Charles Milliard a promis vendredi de présenter d’ici l’été un plan libéral pour protéger le français, qu’il dit « meilleur » que la loi 96 de la CAQ. Le chef du Parti libéral du Québec veut ainsi donner une réponse avant la campagne électorale à l’érosion du français au Québec.
La promesse arrive maintenant parce que le parti cherche à clarifier sa ligne avant de repartir en campagne, et parce que les questions linguistiques se sont encore imposées dans le débat public. Plus tôt cette semaine, le commissaire à la langue française, Benoît Dubreuil, a dit que les réformes récentes, y compris la loi 96, n’avaient pas inversé le déclin du français et a pressé les chefs politiques d’annoncer une politique plus robuste.
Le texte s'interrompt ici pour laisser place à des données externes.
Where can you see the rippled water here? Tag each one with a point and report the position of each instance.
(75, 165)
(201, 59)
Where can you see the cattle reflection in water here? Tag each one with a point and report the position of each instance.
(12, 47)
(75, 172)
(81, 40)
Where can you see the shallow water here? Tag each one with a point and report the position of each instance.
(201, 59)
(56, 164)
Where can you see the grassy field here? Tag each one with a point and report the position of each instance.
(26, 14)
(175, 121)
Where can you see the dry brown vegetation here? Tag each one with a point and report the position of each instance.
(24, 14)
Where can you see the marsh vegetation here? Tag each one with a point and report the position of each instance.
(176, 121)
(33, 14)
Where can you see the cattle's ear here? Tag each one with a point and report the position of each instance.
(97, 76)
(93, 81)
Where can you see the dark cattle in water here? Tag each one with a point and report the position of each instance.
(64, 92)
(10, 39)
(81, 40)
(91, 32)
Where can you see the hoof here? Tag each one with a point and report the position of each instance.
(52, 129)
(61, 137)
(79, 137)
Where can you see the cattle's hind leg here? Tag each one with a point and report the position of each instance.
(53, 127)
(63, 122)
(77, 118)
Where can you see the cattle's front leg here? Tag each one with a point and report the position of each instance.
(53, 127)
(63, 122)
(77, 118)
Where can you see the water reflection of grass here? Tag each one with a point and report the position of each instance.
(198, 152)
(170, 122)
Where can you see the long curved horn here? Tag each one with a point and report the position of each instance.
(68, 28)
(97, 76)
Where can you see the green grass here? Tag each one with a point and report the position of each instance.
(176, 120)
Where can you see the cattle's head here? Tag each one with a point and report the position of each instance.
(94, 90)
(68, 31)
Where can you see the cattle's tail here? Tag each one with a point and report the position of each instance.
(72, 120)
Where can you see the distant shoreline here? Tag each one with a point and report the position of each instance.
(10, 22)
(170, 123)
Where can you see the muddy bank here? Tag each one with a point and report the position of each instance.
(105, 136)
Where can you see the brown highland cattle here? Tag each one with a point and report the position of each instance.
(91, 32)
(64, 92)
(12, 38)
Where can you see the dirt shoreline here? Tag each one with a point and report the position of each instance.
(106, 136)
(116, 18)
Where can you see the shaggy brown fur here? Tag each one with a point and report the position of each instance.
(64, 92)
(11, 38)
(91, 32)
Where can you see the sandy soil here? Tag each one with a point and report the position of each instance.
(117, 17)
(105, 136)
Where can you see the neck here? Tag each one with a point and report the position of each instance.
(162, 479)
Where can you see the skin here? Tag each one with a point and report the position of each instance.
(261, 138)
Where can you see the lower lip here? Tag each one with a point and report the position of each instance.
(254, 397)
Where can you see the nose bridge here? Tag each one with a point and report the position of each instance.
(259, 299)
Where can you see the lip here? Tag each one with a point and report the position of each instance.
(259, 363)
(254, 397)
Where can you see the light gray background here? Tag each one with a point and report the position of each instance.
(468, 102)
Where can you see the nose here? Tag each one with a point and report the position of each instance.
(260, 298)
Milliard a dit partager ces inquiétudes et a assuré que le plan qu’il prépare sera acceptable pour son caucus et qu’il « va plaire aux Québécois ». Il a aussi voulu couper court à l’idée d’un Parti libéral gêné par la question linguistique. « Il n’y a aucun malaise avec la langue au Parti libéral du Québec. On est foncièrement francophones, on est fiers de notre langue et les militants [sont] unis. On aura un plan qui va plaire aux Québécois », a-t-il dit.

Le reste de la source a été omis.